Search code examples
pythonmachine-learningnlppytorchhuggingface-transformers

Maximum Input Length of words/sentences of the Pegasus Model in the Transformers library


In the Transformers library, what is the maximum input length of words and/or sentences of the Pegasus model? I read in the Pegasus research paper that the max was 512 tokens, but how many words and/or sentences is that? Also, can you increase the maximum number of 512 tokens?


Solution

  • In the Transformers library, what is the maximum input length of words and/or sentences of the Pegasus model? It actually depends on your pretraining. You can create a pegagsus model that supports a length of 100 tokens or 10000 tokens. For example the model google/pegasus-cnn_dailymail supports 1024 tokens, while google/pegasus-xsum supports 512:

    from transformers import PegasusTokenizerFast
    
    t = PegasusTokenizerFast.from_pretrained("google/pegasus-xsum")
    t2 = PegasusTokenizerFast.from_pretrained("google/pegasus-cnn_dailymail")
    print(t.max_len_single_sentence)
    print(t2.max_len_single_sentence)
    

    Output:

    511
    1023
    

    The numbers are reduced by one because of the special token that is added to each sequence.

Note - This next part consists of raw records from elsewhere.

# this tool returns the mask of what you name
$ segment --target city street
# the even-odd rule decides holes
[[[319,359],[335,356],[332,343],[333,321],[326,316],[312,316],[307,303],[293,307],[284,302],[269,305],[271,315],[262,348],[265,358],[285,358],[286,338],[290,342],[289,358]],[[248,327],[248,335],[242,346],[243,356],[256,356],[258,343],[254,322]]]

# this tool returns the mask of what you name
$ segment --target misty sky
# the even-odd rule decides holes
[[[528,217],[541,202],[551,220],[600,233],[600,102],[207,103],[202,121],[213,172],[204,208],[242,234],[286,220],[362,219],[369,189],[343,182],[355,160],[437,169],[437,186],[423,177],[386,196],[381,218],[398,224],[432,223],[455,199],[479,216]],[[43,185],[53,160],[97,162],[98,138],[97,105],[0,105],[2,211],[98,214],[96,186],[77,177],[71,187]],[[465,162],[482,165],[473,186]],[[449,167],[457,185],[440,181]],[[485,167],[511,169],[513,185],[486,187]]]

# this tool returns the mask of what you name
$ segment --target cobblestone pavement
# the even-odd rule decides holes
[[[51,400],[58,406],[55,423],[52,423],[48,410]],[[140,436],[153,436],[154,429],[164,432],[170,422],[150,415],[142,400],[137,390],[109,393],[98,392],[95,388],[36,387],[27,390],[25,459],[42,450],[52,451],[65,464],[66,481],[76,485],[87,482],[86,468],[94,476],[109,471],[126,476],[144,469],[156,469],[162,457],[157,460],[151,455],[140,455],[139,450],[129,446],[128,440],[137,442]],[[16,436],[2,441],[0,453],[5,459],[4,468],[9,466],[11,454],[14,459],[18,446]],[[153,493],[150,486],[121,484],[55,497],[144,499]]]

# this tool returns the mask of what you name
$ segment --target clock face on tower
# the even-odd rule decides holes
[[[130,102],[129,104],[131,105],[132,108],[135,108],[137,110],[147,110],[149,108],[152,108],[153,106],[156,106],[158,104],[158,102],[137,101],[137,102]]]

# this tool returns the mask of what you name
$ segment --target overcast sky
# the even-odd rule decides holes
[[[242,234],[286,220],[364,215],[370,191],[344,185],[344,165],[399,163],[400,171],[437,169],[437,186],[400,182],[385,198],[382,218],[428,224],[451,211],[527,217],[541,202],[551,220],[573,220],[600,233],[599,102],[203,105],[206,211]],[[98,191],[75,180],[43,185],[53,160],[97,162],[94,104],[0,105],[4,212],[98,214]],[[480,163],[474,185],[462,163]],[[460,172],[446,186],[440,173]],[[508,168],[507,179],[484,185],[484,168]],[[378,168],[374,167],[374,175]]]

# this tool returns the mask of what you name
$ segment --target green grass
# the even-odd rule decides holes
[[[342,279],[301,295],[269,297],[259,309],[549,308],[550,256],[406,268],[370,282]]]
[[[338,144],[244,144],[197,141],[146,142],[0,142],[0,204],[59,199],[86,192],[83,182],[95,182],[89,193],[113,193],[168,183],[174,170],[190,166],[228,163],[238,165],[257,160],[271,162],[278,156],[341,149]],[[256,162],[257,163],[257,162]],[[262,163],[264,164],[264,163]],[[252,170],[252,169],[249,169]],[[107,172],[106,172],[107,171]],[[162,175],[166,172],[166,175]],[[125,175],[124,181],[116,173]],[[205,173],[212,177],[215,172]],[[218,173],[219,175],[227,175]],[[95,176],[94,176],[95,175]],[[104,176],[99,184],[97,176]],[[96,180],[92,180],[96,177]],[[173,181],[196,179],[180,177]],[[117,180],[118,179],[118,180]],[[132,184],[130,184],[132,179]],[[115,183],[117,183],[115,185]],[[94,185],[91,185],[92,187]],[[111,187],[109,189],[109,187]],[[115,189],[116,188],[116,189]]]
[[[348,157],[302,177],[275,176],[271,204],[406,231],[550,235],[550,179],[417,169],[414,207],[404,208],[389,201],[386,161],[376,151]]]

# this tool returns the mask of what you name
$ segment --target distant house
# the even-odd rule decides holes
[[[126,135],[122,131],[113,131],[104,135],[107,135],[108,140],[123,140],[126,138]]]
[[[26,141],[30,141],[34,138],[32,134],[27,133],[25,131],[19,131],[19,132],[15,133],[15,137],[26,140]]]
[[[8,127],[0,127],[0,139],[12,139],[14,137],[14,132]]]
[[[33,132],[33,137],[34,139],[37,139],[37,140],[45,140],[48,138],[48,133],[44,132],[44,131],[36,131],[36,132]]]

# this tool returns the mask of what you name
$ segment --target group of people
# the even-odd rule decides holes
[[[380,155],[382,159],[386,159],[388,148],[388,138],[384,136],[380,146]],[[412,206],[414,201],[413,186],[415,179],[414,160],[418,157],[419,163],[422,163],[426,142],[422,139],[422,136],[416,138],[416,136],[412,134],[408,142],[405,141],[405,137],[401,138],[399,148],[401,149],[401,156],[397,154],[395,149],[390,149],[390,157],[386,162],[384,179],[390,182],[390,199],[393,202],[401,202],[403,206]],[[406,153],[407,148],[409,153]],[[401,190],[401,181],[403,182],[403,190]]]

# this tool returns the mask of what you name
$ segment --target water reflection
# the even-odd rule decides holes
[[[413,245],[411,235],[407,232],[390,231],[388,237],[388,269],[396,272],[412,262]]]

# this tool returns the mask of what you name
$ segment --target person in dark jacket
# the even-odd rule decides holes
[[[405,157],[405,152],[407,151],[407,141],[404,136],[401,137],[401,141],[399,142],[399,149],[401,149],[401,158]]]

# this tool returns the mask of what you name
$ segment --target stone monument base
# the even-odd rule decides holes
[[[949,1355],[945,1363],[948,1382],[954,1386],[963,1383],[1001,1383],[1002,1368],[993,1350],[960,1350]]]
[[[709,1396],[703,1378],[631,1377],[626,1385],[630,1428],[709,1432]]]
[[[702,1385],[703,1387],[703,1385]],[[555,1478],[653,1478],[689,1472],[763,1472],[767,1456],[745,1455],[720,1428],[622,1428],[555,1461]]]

    I read in the Pegasus research paper that the max was 512 tokens, but how many words and/or sentences is that?

    That depends on your vocabulary.

    from transformers import PegasusTokenizerFast
    t = PegasusTokenizerFast.from_pretrained("google/pegasus-xsum")
    print(t.tokenize('This is a test sentence'))
    print("I know {} tokens".format(len(t)))
    

    Output:

    ['▁This', '▁is', '▁a', '▁test', '▁sentence']
    I know 96103 tokens
    

    A word can be a token but it can also be split into several tokens:

    print(t.tokenize('neuropsychiatric conditions'))
    

    Output:

    ['▁neuro', 'psych', 'i', 'atric', '▁conditions']
    

    Also, can you increase the maximum number of 512 tokens?

    Yes, you can train a model with a pegasus architecture for a different input length but this is costly.